To be perfectly candid, I have a tendency to try too many things. I'm excited by complexity and by new opportunities and ideas. This is my third year in this school, and here is an overview of new things I've tried, either with students, or in terms of my own professional learning, each year:
- First time teaching in a country outside the U.S. Although it has many similarities, Canada's culture and vocabulary are both different enough to offer a learning curve.
- First time teaching P.E., art, and French as a second language
- First time teaching Alberta curriculum for Grade 5
- First time teaching in a Primary Years Programme school, which comes with its own systems and language
- First time navigating Exhibition, a gigantic celebration of learning for Grade 5 students in PYP schools
- First time teaching in a school that my son (also in Grade 5) attended
- First year with a new, in-depth report card
- First time supporting individual use of student blogs
- First time supporting one-to-one student iPad use
- Organized a walking field trip to the local library to encourage summer reading
- First year in the Creative Writing Certificate program at the University of Calgary
- Joined the Concept-Based P.E. committee, which changed the way I think about P.E. instruction
- Also joined the Professional Learning and Communication of Student Learning committees
- First time facilitating a Community of Practice group (it was about differentiated instruction)
- Began using Twitter regularly to exchange ideas about teaching and learning
- First time partnering a 9-week student teacher
- First time I felt like year-long math instruction followed a useful, logical order
- First time I implemented dedicated Creative Exploration time outside of gifted instruction
- Our grade team implemented three-way conferences between parents, students, and teachers
- Started a current events presentation assignment for students
- Organized a week-long guest artist visit from the Young Actors Project
- First time writing a novel draft in one month
Year 3 - September through December
- Facilitated a Community of Practice group about reading and writing instruction
- Joined a district cohort for the first time: Future Writers, which supports students in speculative fiction writing with an environmental lens
- Co-coordinated a Lunchbox Talks session, in which community members joined our students for lunch and polite conversation about community improvement
- In conjunction with our school's Maker Movement, our class did a string art activity with nails, wood, and hammers. 22 kids.

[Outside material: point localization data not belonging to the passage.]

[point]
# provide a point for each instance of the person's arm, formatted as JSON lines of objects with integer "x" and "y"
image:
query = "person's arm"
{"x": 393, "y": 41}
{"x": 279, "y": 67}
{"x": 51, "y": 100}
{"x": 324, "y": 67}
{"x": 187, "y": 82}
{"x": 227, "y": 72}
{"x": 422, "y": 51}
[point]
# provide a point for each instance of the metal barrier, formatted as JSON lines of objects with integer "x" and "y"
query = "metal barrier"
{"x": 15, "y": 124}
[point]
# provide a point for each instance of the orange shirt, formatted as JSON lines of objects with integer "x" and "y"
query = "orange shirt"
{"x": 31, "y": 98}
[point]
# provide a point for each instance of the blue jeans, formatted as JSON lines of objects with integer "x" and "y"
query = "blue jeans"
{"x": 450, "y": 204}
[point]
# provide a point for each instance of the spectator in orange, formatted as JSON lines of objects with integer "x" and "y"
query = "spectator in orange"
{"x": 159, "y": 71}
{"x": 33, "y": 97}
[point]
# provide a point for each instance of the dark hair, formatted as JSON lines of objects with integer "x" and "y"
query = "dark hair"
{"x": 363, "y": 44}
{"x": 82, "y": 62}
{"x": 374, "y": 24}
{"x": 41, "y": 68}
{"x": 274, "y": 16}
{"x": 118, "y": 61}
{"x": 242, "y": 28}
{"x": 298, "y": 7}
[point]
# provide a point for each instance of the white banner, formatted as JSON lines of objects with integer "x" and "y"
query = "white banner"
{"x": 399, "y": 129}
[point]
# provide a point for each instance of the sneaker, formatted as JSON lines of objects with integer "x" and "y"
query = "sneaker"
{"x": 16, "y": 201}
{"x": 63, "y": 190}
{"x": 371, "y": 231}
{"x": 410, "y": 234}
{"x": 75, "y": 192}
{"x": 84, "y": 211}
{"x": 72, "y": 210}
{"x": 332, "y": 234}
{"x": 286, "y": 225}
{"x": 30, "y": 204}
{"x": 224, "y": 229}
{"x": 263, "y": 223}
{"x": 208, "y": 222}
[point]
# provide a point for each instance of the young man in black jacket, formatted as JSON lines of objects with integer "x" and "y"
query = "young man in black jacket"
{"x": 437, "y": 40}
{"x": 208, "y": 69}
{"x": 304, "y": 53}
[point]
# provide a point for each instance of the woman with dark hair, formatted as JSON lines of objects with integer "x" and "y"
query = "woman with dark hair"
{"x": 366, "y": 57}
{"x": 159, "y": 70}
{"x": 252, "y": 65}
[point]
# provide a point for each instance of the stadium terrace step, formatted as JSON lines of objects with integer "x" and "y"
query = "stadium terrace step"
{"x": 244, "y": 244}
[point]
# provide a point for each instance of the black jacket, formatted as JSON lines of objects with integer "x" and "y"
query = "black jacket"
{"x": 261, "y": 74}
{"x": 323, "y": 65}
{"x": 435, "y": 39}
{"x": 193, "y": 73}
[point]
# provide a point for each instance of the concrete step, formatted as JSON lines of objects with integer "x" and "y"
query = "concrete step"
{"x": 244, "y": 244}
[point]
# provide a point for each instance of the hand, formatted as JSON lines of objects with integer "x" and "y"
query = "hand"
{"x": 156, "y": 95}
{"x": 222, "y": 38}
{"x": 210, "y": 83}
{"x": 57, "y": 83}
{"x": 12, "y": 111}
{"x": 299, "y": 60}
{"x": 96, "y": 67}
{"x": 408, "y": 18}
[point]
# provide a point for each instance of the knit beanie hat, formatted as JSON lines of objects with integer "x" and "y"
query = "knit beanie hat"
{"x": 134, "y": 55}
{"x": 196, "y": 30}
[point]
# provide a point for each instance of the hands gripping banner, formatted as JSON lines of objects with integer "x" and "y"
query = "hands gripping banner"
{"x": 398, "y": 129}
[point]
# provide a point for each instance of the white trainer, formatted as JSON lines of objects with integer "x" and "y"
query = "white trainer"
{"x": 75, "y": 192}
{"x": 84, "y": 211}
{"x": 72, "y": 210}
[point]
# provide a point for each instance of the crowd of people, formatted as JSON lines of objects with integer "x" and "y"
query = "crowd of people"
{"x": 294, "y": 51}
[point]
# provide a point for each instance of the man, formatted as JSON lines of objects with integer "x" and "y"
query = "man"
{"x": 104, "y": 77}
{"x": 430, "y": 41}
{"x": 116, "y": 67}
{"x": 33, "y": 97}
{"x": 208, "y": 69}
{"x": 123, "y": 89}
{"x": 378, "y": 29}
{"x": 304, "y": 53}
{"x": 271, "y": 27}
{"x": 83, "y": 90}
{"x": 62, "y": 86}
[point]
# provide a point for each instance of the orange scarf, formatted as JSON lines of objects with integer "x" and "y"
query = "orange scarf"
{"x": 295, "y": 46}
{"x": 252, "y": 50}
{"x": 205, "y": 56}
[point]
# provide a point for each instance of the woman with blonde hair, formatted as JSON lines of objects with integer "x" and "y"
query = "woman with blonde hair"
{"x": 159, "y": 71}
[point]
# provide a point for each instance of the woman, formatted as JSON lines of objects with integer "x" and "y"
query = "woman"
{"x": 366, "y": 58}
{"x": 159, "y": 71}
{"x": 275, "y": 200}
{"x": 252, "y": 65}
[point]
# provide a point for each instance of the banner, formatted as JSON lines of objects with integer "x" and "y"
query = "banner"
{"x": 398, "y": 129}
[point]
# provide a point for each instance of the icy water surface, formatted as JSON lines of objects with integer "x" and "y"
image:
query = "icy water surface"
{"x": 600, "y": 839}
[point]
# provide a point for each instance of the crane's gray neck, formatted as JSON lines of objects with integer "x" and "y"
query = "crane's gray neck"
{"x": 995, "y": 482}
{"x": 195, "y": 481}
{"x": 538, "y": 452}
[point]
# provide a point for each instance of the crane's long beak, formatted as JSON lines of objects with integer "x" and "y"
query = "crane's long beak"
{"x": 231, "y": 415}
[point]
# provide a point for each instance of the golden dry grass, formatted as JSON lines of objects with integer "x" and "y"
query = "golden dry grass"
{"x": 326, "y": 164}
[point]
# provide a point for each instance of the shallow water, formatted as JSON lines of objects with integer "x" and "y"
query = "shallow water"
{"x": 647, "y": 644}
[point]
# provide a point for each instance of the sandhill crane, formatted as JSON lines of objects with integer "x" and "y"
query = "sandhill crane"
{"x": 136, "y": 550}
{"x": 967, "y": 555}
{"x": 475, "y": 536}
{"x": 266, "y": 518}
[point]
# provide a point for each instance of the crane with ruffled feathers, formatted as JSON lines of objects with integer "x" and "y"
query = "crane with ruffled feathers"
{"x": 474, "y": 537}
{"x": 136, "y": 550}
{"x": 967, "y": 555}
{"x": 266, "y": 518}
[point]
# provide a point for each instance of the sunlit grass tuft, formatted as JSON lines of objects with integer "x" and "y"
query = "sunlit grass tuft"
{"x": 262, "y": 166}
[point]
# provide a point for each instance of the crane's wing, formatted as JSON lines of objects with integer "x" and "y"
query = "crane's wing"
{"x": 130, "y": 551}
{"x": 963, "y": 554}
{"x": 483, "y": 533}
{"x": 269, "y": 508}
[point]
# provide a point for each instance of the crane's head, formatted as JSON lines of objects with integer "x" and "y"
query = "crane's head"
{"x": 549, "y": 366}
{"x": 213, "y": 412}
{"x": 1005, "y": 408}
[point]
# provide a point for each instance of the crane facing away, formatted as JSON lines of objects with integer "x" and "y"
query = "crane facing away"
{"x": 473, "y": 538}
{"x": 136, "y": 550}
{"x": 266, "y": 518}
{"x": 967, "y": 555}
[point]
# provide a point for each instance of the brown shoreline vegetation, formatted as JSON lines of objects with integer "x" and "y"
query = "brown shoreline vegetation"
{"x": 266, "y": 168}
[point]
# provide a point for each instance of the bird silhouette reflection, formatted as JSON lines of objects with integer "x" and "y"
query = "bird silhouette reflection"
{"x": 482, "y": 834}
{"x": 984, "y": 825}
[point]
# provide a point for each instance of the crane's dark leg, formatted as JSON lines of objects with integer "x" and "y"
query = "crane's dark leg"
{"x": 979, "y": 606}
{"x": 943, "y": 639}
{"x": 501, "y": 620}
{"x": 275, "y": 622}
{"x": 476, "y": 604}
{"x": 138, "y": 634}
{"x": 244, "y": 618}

At the same time. With safety goggles. Have you seen me use tools? But I digress.
- Used standing desks and tables, rather than dedicated student desks with assigned grouping and seating
- Facilitated a book club for upper grades in conjunction with our school's Battle of the Books program
- First Mystery Skype
- First time using Google Classroom as a learning management system
- Completed Creative Writing Certificate course work
As I look at these lists and consider all the other things that I was already doing (reading and writing conferences, systems for class jobs, collaborating extensively with my team to plan units of inquiry), I realize it's a bit overwhelming. I need to be selective about what experiences and activities I plan for students so that they are as meaningful as possible. I also want to continue to be open to new ideas and experiences, both to model that quality for students, and to continue to find a variety of avenues for different students to be successful.
To that end, my goal for the 2016 year is to reflect about new things I try with students, including the follow-through pieces. I've defined five priority categories of instruction to help maintain some focus about where we'll spend our learning energy.
1) Reading and Writing - students need to read more and write more to do either successfully
2) Problem-Solving and Number Sense
3) Citizenship - to me, this includes international mindedness, social skills, and self-awareness
4) Inquiry and Reflection
5) Risk-Taking: hands-on experiences, the arts, creating products in various formats
While some important learning concepts, including health and wellness, French language instruction, and specific concepts from science and social studies are not prioritized on this list, I think it addresses crucial learning for students. If it's not a helpful list, or if some weeks of new things or follow-ups are lackluster, I'll take my high-five and try again.
What do you hope to see in your teaching and learning in 2016?